Daily coffee consumption may provide protection against malignant melanoma — the worst form of skin cancer — researchers have found in a statistical study involving tens of thousands of java drinkers.

Researchers concluded that people who drank the most coffee — about four cups daily of the caffeinated brew — slashed their risk by about 20 percent for malignant melanoma, the fifth-most common cancer in the United States.

The analysis was conducted by medical researchers at the National Cancer Institute who studied 447,357 people who participated in a diet and health study sponsored by the National Institutes of Health and AARP.

Erikka Loftfield of the cancer institute’s division of cancer epidemiology and genetics led the study.

Loftfield said despite the finding, which she and her team describe as statistically significant, they cannot explain why coffee drinking may guard against melanoma. Results of the study are reported in the current issue of the Journal of the National Cancer Institute.

“The underlying mechanism of how coffee may mediate the risk for malignant melanoma has not been established,” Loftfield said in an e-mail.

Researchers tracked the health of people in the study over a 10-year period. All were cancer-free when the research began. Loftfield and her team examined how much coffee test subjects drank, their daily exposure to ultraviolet light,smoking history, alcohol consumption, age, gender and a host of other parameters.

The finding that coffee-drinking provides protection against malignant melanoma is in line with other research on less serious forms of skin cancer.
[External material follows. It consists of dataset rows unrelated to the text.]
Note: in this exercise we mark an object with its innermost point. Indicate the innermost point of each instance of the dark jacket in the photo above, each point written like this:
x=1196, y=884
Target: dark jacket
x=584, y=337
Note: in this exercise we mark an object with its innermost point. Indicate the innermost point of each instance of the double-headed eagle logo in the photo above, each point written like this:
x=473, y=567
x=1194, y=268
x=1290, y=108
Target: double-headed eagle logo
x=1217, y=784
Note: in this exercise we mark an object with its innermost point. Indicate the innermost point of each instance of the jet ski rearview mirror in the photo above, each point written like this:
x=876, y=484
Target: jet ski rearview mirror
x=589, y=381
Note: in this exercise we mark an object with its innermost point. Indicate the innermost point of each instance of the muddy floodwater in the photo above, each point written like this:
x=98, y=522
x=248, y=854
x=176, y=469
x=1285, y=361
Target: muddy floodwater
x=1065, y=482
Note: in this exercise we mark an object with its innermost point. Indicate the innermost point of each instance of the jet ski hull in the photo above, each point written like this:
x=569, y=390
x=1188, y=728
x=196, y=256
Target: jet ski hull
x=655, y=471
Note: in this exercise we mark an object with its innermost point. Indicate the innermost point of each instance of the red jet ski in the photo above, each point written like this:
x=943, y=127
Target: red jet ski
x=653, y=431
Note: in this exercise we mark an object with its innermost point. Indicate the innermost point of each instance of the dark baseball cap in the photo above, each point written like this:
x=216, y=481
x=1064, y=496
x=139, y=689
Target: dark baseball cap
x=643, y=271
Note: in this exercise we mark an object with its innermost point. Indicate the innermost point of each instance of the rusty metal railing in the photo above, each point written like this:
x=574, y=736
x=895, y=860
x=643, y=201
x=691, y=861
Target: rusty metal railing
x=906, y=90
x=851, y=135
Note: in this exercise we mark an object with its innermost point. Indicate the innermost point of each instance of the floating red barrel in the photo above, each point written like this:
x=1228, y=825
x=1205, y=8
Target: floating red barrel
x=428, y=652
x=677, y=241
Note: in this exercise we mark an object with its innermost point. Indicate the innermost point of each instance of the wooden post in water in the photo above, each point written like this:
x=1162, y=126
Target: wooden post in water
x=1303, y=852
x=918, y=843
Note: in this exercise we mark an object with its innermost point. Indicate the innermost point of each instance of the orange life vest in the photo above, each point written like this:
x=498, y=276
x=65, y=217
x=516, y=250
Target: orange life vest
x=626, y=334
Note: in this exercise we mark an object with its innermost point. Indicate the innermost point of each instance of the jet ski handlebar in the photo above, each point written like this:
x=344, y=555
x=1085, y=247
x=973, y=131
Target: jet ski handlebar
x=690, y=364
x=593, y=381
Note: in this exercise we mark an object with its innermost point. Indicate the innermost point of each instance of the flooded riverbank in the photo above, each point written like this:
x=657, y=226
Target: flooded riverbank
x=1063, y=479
Coffee drinkers are less likely to develop basal-cell and squamous carcinomas, researchers have found in recent years.

Numerous other questions remain unanswered. For example, the researchers drew their conclusions based on a sample of non-Hispanic whites — the group at greatest risk of skin cancer. However, no one knows whether other groups would experience the same benefit.

In addition, doctors aren’t willing to endorse gulping down extra cups of coffee in the hope of staving off skin cancer. The Skin Cancer Foundation and Loftfield are recommending safe-sun practices.

Dr. Deborah Sarnoff, a dermatologist and senior vice president of the Skin Cancer Foundation in Manhattan, said there are still glaring gaps in the science.

“Researchers have not yet determined what aspects of coffee made the difference and acknowledged that more research is needed, particularly concerning the relationship between caffeine and melanoma reduction,” Sarnoff said.